The post office wants to increase the price of a stamp by 2 cents to 46 cents starting in January. The agency has been battered by massive losses and declining mail volume and faces a financial crisis.
Postal officials announced a wide-ranging series of proposed price increases Tuesday, averaging about 5 percent, and covering first class, advertising mail, periodicals, packages and other services.
The request now goes to the independent Postal Rate Commission which has 90 days to respond. If approved, the increase would take effect Jan. 2.
“The Postal Service faces a serious risk of financial insolvency,” postal vice president Stephen M. Kearney said.
Kearney said the agency is facing a $7 billion loss in 2011. The rate increase will bring in an extra $2.5 billion, meaning it still faces a $4.7 billion loss.
The rate increase is part of a series of money-saving plans announced in March. These also include reducing mail deliveries to five days a week, closing offices and making other cuts in expenses. Congress must agree to eliminating deliveries on Saturdays.
While the cost of a first-class stamp would go up to 46 cents, people who bought “Forever” stamps at lower prices will still be able to use them for first-class mail without paying the difference.
Officials also said they plan a new design for Forever stamps, which currently have am image of the Liberty Bell. New Forever stamps will have images of evergreen trees. All Forever stamps would remain valid.
In addition to the 46-cent rate for the first ounce of a letter the cost for each additional ounce would go up a penny to 18 cents.
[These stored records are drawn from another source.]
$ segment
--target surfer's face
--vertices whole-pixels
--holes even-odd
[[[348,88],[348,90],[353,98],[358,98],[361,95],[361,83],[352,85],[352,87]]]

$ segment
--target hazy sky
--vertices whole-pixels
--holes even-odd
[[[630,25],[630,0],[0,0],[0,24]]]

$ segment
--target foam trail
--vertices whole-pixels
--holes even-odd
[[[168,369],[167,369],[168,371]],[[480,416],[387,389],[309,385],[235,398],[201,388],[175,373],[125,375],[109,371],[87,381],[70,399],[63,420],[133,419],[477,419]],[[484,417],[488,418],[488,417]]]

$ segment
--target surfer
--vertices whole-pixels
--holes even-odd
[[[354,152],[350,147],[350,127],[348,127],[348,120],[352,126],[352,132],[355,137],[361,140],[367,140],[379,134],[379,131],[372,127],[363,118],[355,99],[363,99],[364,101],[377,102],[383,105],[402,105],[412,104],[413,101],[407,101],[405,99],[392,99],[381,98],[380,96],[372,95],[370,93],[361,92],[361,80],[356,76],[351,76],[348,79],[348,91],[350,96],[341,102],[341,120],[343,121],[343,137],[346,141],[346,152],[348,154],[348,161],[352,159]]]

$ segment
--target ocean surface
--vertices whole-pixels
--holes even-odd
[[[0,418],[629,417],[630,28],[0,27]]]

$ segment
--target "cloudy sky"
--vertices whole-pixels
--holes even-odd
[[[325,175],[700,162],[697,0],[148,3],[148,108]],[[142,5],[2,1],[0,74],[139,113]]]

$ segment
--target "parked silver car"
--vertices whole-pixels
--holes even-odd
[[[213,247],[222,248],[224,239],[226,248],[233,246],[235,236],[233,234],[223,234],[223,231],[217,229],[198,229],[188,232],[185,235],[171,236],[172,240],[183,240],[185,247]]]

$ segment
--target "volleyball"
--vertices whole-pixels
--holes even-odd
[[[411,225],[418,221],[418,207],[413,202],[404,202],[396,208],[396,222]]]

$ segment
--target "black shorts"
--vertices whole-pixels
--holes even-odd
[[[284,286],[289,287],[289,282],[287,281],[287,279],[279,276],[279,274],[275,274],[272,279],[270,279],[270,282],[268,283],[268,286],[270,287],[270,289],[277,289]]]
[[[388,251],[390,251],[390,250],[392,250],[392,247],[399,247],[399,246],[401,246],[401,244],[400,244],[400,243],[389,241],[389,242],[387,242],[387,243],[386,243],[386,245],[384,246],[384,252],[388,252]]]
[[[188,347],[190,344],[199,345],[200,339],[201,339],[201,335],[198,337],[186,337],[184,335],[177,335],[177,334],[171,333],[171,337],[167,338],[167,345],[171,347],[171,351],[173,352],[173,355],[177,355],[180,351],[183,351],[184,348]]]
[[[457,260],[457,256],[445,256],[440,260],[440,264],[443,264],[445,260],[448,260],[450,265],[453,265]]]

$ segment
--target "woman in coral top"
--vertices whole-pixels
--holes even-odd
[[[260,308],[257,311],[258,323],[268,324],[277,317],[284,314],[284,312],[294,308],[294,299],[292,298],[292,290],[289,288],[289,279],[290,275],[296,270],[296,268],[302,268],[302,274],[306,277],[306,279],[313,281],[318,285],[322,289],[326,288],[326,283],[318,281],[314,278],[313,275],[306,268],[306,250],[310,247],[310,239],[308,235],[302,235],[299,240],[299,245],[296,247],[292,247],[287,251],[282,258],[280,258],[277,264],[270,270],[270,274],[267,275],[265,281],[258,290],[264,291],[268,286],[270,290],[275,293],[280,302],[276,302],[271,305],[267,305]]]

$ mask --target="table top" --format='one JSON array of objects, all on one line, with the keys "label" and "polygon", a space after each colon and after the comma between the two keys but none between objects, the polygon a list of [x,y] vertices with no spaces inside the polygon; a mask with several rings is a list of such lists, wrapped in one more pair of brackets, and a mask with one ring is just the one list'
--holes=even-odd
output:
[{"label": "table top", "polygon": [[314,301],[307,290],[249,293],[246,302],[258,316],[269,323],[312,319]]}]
The cost to mail a post card would go up 2 cents to 30 cents.
The price to send periodicals would go up about 8 percent and other rates for advertising mail, parcels and services will also go up by varying amounts.
The current 44-cent first-class rate took effect May 11, 2009.
The agency lost $3.8 billion last fiscal year despite cutting 40,000 full-time positions and making other reductions. It has continued to face significant losses this year.
The weak economy has sharply reduced mail volume as companies cut their advertising. At the same time there has been a significant drop in lucrative first-class mail, with more and more people turning to the Internet to communicate with each other as well as to receive and pay bills.
The proposal drew a prompt complaint from the mailing industry.
“This proposed rate increase amounts to another tax imposed on Americans at a time when the economy can least afford it,” said Tony Conway, executive director of the Alliance of Nonprofit Mailers, a group representing charities and other organizations.
“Consumers everywhere will pay more for the letters and packages they need to send; businesses — large and small — will suffer and even more jobs will be lost,” complained Conway, who was designated spokesman for the Affordable Mail Alliance, a coalition of businesses, charities and other mailers formed to oppose the increase.
Postal officials also have proposed eliminating Saturday mail delivery as a means of cutting costs, a change that would require congressional approval.
Post office finances are also complicated by the requirement that the agency make annual payments to pre-fund future health benefits for retirees, something not required of other government agencies.
And the postal inspector general contends that the Postal Service has been overcharged billions of dollars for retirement benefits for employees who worked for the old Post Office Department before it was converted to the Postal Service in 1970.